The feel of a scabies infestation borders on two extremes. On one end, the itch could be superficial, almost like dealing with a flea bite, whilst on the other end the itch could be more intense as in the case of a wriggling sensation under large areas of the body such as the upper back or the inner arm.
This is a severe infestation of scabies that involves tens of thousands of mites on a single individual. This condition, also known as Norwegian scabies, causes an individual to develop a thick crust that is full of mites and crust. This type of scabies is quiet common in people with a suppressed immune system, the elderly and the aged. It requires swift medical intervention to prevent an outbreak. With crusted scabies you will not need to ask the question “what do scabies look like?” as it will be all too obvious.
The most common complication that people suffering from scabies have to deal with is open sores. These sores come as a result of the intense scratching that is brought on by the intense itch of scabies. With the presence of open sores, bacterial skin infections such as impetigo become a reality. Impetigo is identified by the presence of honey colored oozing blisters, and like all bacterial infections, is managed by a dose of antibiotics.
Where Do You Have Scabies Symptoms?
With the information given above, the most natural question to ask would be where exactly do scabies live? Scabies will normally be found in one or more of the following body parts:
- Between the fingers
- The folds of the wrist, elbow or knee
- Around the waistline and navel
- The breasts or navel
- In young children scabies will be found in the head, neck, palms and soles of the feet.

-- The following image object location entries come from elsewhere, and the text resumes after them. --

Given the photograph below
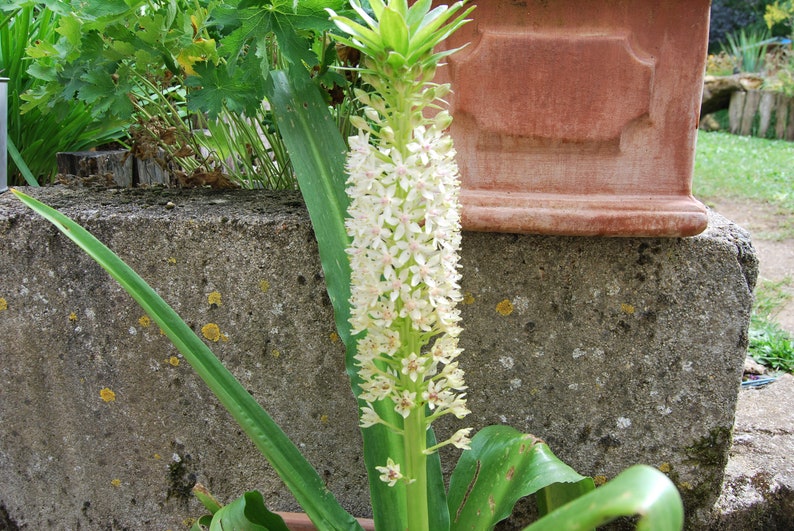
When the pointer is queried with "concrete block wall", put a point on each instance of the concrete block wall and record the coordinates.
(615, 351)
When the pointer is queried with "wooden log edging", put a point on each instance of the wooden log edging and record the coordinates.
(766, 105)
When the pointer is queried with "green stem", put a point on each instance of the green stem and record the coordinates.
(416, 471)
(415, 442)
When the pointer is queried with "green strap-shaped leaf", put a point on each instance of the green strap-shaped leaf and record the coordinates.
(20, 162)
(503, 466)
(297, 473)
(318, 155)
(639, 490)
(248, 513)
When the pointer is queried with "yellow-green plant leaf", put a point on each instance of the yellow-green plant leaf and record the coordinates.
(394, 31)
(247, 513)
(503, 466)
(637, 491)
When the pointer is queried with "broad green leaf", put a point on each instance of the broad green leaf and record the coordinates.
(318, 153)
(503, 466)
(247, 513)
(297, 473)
(639, 490)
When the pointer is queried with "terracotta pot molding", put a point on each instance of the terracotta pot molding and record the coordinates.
(579, 117)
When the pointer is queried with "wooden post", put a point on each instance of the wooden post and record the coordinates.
(735, 111)
(790, 127)
(117, 165)
(781, 116)
(765, 110)
(749, 111)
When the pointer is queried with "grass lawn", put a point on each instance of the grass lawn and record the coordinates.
(739, 167)
(732, 166)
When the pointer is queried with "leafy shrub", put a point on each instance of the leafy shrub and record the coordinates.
(37, 133)
(728, 16)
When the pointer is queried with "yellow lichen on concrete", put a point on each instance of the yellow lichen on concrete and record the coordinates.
(505, 307)
(107, 395)
(211, 331)
(627, 308)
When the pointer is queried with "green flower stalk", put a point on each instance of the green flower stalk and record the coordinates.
(404, 223)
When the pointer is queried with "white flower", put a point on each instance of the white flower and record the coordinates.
(461, 439)
(390, 473)
(369, 417)
(404, 403)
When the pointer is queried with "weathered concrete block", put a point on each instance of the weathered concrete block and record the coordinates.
(616, 351)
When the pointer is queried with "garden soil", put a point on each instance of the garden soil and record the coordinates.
(772, 234)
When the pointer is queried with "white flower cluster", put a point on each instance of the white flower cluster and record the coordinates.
(404, 221)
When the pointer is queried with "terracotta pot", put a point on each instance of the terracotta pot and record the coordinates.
(579, 117)
(301, 522)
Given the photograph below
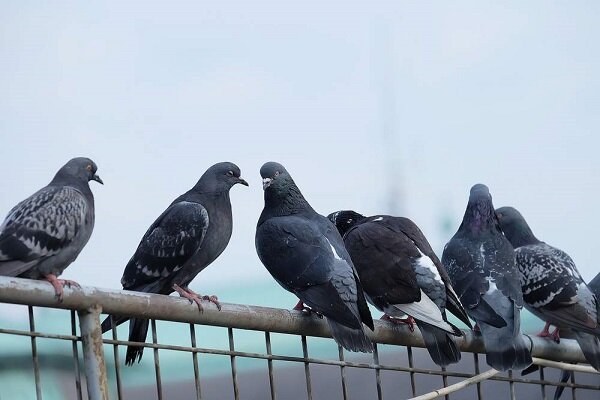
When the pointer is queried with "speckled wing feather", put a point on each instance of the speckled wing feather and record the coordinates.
(167, 245)
(553, 286)
(40, 226)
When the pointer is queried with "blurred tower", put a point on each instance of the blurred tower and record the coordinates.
(387, 58)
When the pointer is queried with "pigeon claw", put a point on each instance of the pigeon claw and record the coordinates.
(58, 285)
(213, 299)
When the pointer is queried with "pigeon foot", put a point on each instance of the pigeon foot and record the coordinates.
(194, 297)
(410, 321)
(58, 285)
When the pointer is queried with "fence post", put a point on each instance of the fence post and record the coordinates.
(93, 353)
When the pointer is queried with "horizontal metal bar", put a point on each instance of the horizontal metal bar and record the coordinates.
(149, 306)
(457, 386)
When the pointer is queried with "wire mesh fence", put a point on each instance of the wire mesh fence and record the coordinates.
(245, 352)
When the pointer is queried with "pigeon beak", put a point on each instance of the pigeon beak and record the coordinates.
(267, 182)
(97, 179)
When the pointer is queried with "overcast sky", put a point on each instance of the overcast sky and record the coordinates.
(353, 98)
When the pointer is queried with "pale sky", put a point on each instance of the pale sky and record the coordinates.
(503, 94)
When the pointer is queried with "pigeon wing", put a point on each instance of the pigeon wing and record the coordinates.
(383, 260)
(39, 227)
(167, 245)
(305, 262)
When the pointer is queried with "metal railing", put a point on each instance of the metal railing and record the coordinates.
(398, 357)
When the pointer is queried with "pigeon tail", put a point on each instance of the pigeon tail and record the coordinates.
(505, 348)
(441, 347)
(138, 329)
(351, 339)
(107, 324)
(590, 346)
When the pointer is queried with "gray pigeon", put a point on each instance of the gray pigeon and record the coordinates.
(481, 264)
(401, 275)
(552, 287)
(44, 234)
(189, 235)
(305, 254)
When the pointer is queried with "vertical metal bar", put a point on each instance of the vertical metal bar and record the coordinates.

Can Scabies Mites Be Seen?
The blunt answer to the above question is NO! A mite will typically be less than half a millimeter long. Add this to the fact that in normal circumstances an individual will only play host to some 10 to 15 mites at any given time and you get the picture that the naked eye cannot possibly identify these mites.
The closest the naked eye can come to spotting the mite is by the appearance of some black spots on the skin. These mites can only be viewed by a microscope when a skin scrapping is done.
How Is Scabies Tested and Diagnosed?
Knowing what do scabies look like is not enough, you have to make sure it is a scabies infestation. Scabies is usually diagnosed by the appearance of the rash and the description of the itch. In some instances, a skin scrapping (which will involve collecting skin from the affected area and using a microscope to assess the mite, egg or fecal matter) will be used to test and diagnose scabies.
Other tests that may be done include:
- Dermoscopy, which involves using a handheld demoscope to allow for closer visual examination of the skin
- Adhesive tape test whereby a doctor uses a strong adhesive tape applied to the skin lesions and then pull off and view under a microscope to check for mites
Getting Rid Of Scabies
There is a nickname given to the phenomenon that is scabies infestation. The seven-years itch.
This nickname best illustrates the difficulty of managing scabies. To manage scabies, one needs to follow a strict medical protocol plus be on topical medicine. Even then, itching might continue for some weeks. The patient must be on the lookout for new bite tracks for this could be an indication that a second intervention is required.